The feisty pair, she recalls, support one another through this dark time and find their way forward, bonding over dance and Trary’s dream of being an actor.

“My origin story is about each of us rising up when our family was broken,” she says. “Life presents us with these occasional watershed opportunities when we are suddenly pioneering through uncharted territory seeking a new beginning. I have a secret superpower for those times because I remember who I came from.”

These first-person stories are artfully told by the actors and performers who are members of the Women’s Voices Theater Project, which for the second year in a row has canceled its live production due to the novel coronavirus pandemic.

The women’s theater project, run by the Carbondale-based nonprofit Voices, aims to provide a platform for plays written by women. Voices launched the initiative in response to the gross underrepresentation of non-male playwrights on the American stage. The group now plans to stage a production in May 2022.

Women’s Voices produced it with Writ Large – Alya Howe’s long-running local storytelling series – aiming to get listeners to pause and engage with this timeless art.

Howe, herself featured in a later episode, hopes the podcast will connect people emerging from the isolation of the novel coronavirus pandemic.

“Having been separated during COVID, the power of a true story is connection, belonging and unity,” she said. “Stories bridge divisions and bring us into a common humanity.”

Last spring, during the lockdown of the early pandemic, the Women’s Voices Project produced its first podcast, “Collective Pause.” As it became clear the group would not be producing in-person theater again this spring, member Julie Comins Pickrell pitched the idea for “Origin Stories.”

“I wanted to explore the stories that we have heard from as far back as we can remember about who we are, the fundamental stories around which we may have built an identity,” Pickrell said. “And also the stories we have created to define ourselves independent of, perhaps even in reaction to, the stories we were told about ourselves. Stories that explore not necessarily our birth but also our rebirth.”
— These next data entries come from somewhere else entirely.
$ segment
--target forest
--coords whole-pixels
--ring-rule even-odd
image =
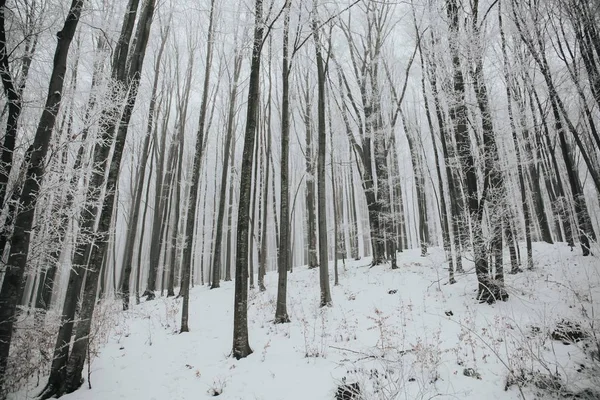
[[[0,78],[1,400],[600,398],[597,0],[0,0]]]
Two more episodes will be released later this month and are expected to feature Comins Pickrell and Howe along with Gabriela Alvarez Espinoza, Suzie Brady, Kristin Carlson, Barbara Reese and Marcia Weese.

Amy Kimberly, the executive director of Carbondale Arts and the irrepressible force behind First Friday and Mountain Fair, in her story on episode one, recounts the wild yarns passed down on the Sicilian half of her family – stories of bootleggers, gangsters, “the black hand” and “Scarface Al.”

“My grandmother was full of them,” she recalls. “I loved siting on her lap listening to stories of the Old Country.”

Wu’s story distills a lifetime, from her birth in Taiwan through her childhood and the encouragement her parents offered for her intellectual and creative development, her move to the U.S. and her career as a violinist and multi-disciplinary producer. It lovingly and unsentimentally tracks the ups-and-downs of her relationship with her mom through it all.

“She is they’re always there, my mama,” the story opens. “Before there was applause, standing ovations and cheers. And after when all fell silent, she was there.”